In that vein, Oshkosh is working on the project as a means of business. "We're focused on it from a soldier-safety standpoint, improving the safety of soldiers and Marines," said John Beck, senior auto project engineer at Team Oshkosh. "Winning a race is secondary."

"It's an interesting challenge, to be able to accomplish it will be a major milestone in this technology," Beck said.

The vehicle is still undergoing changes but Team Oshkosh plans to begin testing it in the Nevada desert in the coming weeks and will continue running it until the race on November 3. (DARPA has yet to specify the location of the race, saying only that it will be somewhere in the Southwest.)

Of course, most of the challenge competitors require a team effort, and TerraMax is no exception. TerraMax has a core team of several dozen people working on the project at OshKosh Truck, but that team can grow larger on any given task. As team lead, Oshkosh handles hardware and software, including systems integration, drive-by wire technology, modeling and simulation and overall design.
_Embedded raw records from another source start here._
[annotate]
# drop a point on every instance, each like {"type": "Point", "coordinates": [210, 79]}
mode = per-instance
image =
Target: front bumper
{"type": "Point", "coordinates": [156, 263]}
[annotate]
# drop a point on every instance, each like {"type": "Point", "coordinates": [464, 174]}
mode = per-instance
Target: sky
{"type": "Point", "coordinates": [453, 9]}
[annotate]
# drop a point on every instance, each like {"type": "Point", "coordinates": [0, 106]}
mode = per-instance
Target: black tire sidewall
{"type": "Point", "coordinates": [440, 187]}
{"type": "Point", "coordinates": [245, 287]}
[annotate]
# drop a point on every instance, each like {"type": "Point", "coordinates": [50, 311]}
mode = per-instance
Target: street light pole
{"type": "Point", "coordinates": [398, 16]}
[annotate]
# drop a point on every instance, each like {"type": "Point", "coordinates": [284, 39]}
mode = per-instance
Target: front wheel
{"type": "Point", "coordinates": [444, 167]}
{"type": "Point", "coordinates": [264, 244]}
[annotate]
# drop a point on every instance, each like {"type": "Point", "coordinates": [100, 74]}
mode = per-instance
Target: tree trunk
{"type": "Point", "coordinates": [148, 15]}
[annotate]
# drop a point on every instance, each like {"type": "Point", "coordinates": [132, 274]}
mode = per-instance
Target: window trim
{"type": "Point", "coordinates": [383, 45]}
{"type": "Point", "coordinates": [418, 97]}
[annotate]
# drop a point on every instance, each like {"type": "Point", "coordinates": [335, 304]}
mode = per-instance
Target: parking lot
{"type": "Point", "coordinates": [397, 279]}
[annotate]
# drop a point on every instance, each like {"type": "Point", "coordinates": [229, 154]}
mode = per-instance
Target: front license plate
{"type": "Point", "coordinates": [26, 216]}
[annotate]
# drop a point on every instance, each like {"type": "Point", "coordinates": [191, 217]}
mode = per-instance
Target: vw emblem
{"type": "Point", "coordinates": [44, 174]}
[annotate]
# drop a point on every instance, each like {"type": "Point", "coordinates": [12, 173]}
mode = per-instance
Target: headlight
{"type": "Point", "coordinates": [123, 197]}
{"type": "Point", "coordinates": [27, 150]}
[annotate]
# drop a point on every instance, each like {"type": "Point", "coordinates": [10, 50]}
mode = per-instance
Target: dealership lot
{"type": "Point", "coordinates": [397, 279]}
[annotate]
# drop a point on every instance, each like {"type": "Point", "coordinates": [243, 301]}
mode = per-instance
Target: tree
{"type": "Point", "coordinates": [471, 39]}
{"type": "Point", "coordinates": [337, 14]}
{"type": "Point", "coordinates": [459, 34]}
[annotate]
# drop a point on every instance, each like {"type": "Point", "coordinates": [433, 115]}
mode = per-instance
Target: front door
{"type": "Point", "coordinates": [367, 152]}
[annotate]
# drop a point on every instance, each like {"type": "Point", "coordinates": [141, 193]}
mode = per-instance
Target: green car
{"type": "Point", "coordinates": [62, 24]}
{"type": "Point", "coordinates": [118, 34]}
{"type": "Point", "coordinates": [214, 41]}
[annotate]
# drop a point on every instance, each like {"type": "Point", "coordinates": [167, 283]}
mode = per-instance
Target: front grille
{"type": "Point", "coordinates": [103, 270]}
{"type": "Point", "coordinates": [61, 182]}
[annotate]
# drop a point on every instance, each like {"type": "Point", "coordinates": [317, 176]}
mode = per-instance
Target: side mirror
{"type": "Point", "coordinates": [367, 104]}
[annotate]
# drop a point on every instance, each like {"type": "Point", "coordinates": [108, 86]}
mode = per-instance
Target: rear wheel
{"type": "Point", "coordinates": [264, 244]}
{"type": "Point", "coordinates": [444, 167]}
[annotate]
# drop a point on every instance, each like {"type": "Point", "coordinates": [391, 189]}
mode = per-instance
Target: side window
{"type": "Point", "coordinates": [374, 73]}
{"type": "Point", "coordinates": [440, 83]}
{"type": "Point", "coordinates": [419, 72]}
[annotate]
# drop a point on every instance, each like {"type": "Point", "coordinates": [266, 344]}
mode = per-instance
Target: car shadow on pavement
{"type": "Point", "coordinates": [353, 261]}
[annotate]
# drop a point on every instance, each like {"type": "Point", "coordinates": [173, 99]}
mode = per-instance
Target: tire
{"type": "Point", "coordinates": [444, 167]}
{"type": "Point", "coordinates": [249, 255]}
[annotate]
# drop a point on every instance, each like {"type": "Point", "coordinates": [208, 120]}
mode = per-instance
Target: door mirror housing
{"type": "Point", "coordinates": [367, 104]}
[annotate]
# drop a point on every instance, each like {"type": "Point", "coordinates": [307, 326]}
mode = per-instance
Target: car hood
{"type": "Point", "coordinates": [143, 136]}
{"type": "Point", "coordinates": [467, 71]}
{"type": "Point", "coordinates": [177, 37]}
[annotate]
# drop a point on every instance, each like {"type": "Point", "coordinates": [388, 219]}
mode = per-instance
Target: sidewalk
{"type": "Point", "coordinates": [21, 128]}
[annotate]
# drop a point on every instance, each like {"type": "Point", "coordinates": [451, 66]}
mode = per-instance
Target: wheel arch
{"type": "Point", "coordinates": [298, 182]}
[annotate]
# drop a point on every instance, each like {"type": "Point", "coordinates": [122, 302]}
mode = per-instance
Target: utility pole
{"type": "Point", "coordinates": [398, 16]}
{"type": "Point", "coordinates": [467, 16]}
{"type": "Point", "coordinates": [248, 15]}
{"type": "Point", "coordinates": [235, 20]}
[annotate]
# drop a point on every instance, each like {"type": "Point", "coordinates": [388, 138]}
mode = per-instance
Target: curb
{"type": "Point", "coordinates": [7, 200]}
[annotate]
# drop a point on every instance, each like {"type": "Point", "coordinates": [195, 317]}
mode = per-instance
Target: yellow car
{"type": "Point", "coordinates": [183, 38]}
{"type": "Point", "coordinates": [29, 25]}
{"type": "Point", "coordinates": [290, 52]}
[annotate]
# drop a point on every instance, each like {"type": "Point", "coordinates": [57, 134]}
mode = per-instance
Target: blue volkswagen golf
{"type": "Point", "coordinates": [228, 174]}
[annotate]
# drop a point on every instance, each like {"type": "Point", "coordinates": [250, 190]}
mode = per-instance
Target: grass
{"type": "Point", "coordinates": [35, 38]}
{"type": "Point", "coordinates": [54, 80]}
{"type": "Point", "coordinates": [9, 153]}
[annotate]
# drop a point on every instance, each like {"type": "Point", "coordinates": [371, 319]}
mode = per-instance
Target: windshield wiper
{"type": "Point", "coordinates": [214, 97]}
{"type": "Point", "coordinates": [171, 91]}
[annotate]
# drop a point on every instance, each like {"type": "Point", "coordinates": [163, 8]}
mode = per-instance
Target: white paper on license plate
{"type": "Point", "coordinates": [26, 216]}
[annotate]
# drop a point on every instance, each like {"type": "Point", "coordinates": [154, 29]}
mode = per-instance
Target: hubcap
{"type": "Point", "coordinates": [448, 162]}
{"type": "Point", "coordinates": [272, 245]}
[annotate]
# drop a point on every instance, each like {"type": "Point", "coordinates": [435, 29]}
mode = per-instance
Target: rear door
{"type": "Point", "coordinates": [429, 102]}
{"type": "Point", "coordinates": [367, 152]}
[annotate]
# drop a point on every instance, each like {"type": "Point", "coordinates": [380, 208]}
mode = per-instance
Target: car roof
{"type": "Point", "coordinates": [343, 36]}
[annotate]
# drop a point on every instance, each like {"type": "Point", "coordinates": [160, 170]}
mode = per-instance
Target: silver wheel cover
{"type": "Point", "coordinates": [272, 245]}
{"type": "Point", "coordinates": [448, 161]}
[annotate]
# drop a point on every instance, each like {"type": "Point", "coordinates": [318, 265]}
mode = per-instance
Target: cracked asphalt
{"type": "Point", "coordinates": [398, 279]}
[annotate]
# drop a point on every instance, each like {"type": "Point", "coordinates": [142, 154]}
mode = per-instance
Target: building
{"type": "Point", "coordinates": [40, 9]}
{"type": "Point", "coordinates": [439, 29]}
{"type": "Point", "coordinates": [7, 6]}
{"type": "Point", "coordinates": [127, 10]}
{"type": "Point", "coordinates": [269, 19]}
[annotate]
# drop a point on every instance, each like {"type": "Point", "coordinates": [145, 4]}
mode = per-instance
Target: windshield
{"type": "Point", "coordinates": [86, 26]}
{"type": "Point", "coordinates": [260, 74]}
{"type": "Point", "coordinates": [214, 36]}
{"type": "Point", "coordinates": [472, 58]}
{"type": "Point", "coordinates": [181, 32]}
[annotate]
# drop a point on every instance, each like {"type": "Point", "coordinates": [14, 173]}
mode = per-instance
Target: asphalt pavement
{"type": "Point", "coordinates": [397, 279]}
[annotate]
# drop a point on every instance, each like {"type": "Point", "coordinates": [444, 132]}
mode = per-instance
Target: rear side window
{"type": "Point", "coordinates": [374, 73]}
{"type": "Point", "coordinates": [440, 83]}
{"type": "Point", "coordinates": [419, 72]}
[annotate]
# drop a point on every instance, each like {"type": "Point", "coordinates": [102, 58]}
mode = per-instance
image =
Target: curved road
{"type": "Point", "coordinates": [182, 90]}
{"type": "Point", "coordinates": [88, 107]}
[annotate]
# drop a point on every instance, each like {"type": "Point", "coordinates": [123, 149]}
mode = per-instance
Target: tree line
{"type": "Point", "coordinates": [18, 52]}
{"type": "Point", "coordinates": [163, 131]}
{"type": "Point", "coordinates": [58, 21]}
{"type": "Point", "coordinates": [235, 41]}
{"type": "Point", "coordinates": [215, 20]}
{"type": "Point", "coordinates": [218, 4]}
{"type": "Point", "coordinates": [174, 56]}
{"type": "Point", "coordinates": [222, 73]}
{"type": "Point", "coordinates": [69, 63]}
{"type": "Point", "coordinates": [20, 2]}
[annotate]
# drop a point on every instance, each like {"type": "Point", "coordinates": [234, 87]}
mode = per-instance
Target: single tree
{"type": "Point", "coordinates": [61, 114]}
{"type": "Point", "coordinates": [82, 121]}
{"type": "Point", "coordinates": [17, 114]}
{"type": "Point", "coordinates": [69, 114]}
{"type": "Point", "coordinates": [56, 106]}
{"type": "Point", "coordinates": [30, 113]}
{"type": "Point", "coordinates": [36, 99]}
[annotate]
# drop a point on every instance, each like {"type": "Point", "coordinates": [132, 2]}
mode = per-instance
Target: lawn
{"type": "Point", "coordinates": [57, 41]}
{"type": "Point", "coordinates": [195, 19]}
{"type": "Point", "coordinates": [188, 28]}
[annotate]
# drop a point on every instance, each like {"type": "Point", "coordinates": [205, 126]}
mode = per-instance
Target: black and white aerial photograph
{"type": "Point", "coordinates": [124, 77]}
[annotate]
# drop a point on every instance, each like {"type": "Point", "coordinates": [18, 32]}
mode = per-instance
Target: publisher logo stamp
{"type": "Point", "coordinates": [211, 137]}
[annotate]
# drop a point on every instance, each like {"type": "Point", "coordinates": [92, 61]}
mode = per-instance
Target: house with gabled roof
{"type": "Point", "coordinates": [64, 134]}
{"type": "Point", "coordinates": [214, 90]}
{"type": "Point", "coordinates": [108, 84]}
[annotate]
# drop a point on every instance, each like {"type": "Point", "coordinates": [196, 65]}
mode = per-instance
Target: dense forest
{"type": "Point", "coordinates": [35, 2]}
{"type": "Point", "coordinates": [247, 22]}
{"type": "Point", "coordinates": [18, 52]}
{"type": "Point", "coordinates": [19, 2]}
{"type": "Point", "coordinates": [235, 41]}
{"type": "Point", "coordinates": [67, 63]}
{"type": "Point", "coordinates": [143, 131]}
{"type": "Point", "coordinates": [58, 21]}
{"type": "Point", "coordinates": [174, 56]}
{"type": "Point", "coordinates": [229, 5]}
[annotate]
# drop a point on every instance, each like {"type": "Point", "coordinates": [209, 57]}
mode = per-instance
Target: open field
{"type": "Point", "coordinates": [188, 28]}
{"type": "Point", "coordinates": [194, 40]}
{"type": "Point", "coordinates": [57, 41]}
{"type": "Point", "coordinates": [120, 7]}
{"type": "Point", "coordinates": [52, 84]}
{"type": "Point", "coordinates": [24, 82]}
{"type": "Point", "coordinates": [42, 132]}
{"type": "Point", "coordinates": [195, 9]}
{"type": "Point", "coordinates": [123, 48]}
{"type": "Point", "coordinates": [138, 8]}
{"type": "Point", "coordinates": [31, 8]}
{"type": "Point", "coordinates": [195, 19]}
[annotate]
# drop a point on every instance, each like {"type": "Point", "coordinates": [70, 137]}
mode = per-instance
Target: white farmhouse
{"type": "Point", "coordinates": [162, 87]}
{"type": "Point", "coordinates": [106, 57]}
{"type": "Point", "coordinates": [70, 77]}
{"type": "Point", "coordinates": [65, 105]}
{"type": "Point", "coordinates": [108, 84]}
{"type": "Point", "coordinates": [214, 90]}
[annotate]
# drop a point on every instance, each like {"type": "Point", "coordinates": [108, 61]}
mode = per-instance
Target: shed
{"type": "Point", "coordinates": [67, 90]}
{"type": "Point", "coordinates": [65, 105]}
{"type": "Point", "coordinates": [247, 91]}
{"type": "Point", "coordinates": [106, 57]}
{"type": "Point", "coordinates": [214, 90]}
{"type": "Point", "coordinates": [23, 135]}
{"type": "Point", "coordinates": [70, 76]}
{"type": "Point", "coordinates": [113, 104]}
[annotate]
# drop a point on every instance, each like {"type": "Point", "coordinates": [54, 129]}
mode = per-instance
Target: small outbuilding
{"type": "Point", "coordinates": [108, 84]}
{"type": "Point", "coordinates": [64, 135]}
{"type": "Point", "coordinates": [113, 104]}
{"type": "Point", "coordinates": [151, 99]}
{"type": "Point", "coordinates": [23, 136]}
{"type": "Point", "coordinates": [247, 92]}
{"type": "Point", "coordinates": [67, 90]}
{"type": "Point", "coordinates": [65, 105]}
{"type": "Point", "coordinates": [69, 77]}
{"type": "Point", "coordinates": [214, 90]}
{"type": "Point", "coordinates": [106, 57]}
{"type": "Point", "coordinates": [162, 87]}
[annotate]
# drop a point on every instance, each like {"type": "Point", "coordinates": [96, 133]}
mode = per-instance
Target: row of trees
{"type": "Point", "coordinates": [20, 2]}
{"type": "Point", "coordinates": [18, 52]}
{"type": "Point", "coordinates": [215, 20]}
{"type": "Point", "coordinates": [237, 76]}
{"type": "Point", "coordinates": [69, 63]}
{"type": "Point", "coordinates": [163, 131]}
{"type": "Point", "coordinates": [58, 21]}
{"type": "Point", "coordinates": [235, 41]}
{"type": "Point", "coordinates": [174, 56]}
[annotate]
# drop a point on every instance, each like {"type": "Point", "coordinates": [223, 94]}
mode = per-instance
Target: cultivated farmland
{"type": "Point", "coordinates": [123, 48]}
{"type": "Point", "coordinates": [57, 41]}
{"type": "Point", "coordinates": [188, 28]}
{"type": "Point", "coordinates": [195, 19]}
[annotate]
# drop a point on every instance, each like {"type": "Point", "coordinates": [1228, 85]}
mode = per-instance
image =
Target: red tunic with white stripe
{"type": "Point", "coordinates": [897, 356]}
The University of Parma, Italy, supplies the team with its vision system, and Teledyne Scientific equips the vehicle with its sensor guidance system. A team from Auburn University handles integration of TerraMax's global positioning system and IBEO Automobile Sensor supplies a customized Lidar system, which detects surrounding range and distance to other objects.

If TerraMax's history is an indication, the team could have a real chance in 2007.

In the qualification trials for the 2005 race, Traster remembers how the giant truck charged toward a narrow gate everyone doubted it could pass. TerraMax stopped a few inches short of the gate, and sat there for 5 or 10 seconds before backing up to correct itself.

"That little bugger must have backed up 20 times until it went through this little gate with 6 inches on either side. That was amazing," he said.